My bunk is a floating raft; the night sky replaces the wood ceiling of the sleeping hut and the tree limbs above drip vine nooses. Dingy, plastic-faced baby dolls fall from the trees. Their obscene, putty lids snap shut as the nooses jerk tight around articulated doll necks. Their mouths are sewn shut with black thread. Their falls are mine, cut short again and again. Something is watching.

I have fallen into a place where the distinction between reality and hallucination becomes blurred. This much I know: I am lying in a pool of sweat. My right side is numb and I am blacking out regularly like a weakened fish being rolled onshore over and over in the ocean waves. I am conscious enough to wonder if I am dying and should do something about it. My heartbeat is irregular and fast. I feel weighed down by my inability to explain what is happening. The prospect of my own absurd death in prideful silence loops through my mind. In the end, I do nothing.

A nighttime of fear collapses back into daytime. My existence here in this tropical autumn once again seems bearable. In the end, my unease is never explained, a lesson never learned, a metamorphosis initiated but never completed. It is as if the two lobes of my brain, normally held together by magnetic attraction, are reversed and now repel each other. The space in between is peach fuzz. In the end, something is lost – lost to the journey itself, stolen by the forest itself. Dark understanding in hidden suggestions, “words heard in dreams, phrases spoken in nightmares.” slim insight from the disparity between a sense of belonging and a temporary loss of place.

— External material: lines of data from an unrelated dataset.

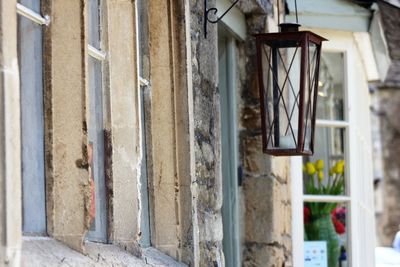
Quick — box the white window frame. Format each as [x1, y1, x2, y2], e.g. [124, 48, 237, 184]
[16, 1, 50, 235]
[290, 29, 375, 267]
[86, 1, 108, 243]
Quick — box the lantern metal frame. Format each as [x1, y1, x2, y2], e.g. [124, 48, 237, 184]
[255, 23, 327, 156]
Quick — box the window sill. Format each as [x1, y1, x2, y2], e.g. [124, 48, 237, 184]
[22, 236, 186, 267]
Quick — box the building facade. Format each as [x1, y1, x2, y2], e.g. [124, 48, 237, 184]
[0, 0, 377, 267]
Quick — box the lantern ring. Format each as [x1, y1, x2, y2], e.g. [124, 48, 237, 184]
[205, 7, 222, 23]
[204, 0, 239, 39]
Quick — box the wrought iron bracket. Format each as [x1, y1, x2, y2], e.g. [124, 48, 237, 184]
[204, 0, 239, 39]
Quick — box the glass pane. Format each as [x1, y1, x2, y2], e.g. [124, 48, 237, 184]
[303, 127, 346, 195]
[262, 45, 301, 152]
[304, 202, 349, 267]
[317, 52, 345, 120]
[304, 43, 318, 151]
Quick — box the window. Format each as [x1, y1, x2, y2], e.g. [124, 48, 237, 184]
[303, 52, 350, 267]
[18, 0, 46, 235]
[136, 0, 151, 247]
[87, 0, 107, 242]
[291, 31, 374, 267]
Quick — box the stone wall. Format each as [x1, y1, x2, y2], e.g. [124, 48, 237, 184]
[190, 0, 291, 266]
[190, 1, 224, 266]
[376, 88, 400, 246]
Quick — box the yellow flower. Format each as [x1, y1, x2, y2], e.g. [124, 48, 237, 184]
[315, 159, 324, 171]
[318, 171, 324, 182]
[336, 160, 344, 174]
[306, 162, 316, 175]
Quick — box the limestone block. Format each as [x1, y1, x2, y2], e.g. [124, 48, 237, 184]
[243, 176, 290, 244]
[242, 135, 270, 176]
[243, 244, 285, 267]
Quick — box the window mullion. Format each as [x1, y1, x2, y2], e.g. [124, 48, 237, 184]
[17, 3, 50, 26]
[303, 195, 351, 202]
[315, 120, 349, 128]
[88, 44, 107, 61]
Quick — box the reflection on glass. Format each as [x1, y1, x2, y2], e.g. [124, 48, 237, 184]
[303, 127, 346, 195]
[304, 202, 348, 267]
[317, 52, 345, 120]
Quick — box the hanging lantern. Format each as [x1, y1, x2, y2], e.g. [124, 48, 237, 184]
[255, 23, 326, 156]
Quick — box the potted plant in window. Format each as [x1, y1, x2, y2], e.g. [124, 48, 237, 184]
[304, 160, 345, 267]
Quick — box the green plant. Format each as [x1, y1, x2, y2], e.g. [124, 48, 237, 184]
[304, 159, 344, 217]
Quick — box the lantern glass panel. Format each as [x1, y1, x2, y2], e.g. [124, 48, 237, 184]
[303, 42, 318, 151]
[261, 41, 302, 150]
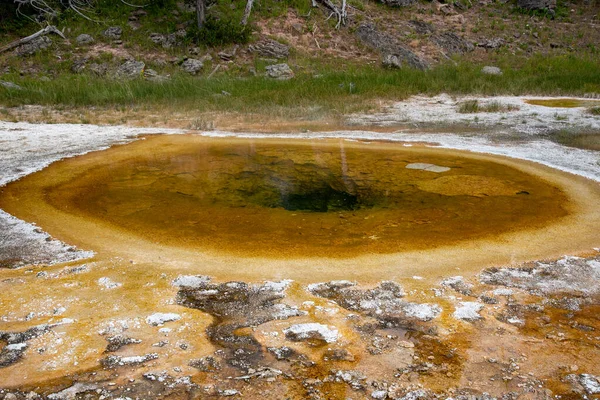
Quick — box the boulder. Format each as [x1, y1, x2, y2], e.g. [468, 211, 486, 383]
[144, 68, 169, 82]
[409, 19, 435, 35]
[117, 60, 146, 78]
[181, 58, 204, 75]
[150, 33, 177, 49]
[283, 323, 339, 343]
[0, 81, 23, 90]
[381, 0, 419, 7]
[266, 63, 294, 80]
[102, 26, 123, 40]
[356, 23, 429, 70]
[382, 54, 402, 69]
[481, 65, 502, 75]
[75, 33, 94, 44]
[88, 63, 108, 76]
[431, 32, 475, 55]
[248, 39, 290, 59]
[16, 36, 52, 57]
[517, 0, 556, 12]
[477, 38, 504, 49]
[71, 57, 88, 74]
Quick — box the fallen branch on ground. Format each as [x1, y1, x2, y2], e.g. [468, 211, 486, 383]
[0, 25, 66, 53]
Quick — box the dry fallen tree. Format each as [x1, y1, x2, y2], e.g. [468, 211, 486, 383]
[13, 0, 145, 22]
[0, 26, 66, 53]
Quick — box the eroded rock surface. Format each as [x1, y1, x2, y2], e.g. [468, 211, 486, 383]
[308, 281, 442, 331]
[356, 23, 429, 69]
[176, 277, 303, 368]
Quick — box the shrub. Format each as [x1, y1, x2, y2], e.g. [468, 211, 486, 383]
[188, 17, 252, 47]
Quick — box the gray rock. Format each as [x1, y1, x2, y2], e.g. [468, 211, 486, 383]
[75, 33, 94, 44]
[150, 33, 177, 49]
[248, 39, 290, 58]
[477, 38, 504, 49]
[71, 57, 88, 74]
[0, 81, 23, 90]
[409, 19, 435, 35]
[88, 63, 108, 76]
[356, 23, 429, 70]
[189, 356, 221, 372]
[381, 0, 419, 7]
[117, 60, 146, 79]
[481, 65, 502, 75]
[0, 343, 28, 368]
[431, 32, 475, 55]
[16, 36, 52, 57]
[283, 322, 340, 343]
[381, 54, 402, 69]
[517, 0, 556, 13]
[177, 278, 304, 369]
[266, 63, 294, 80]
[332, 370, 367, 390]
[102, 26, 123, 40]
[181, 58, 204, 75]
[144, 69, 170, 82]
[308, 281, 441, 330]
[106, 335, 142, 352]
[100, 353, 158, 368]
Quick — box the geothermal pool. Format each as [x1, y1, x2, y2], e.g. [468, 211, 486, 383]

At 5:30 am, the howler monkeys begin an eerie roar that sounds of bellowing cattle. It is the mourning sound of solitude. The noise resonates from a specially adapted pouch in the throat of the male that concentrates the sound and causes it to ricochet around the forest. I spend sunrise on the 120-foot tower overlooking the canopy and watch the forest go on and on. The light brings every drop of water on every leaf into bright, painful detail. The huge Ceiba tree support is just one of the thousands that houses flocks of raucous birds, screaming insects and garrulous frogs. There is the soft thud of fruits hitting the ground - warm and heavy as a duck shot out of the autumn sky in a place far from here.

All quotes from The Heart of Darkness by Joseph Conrad.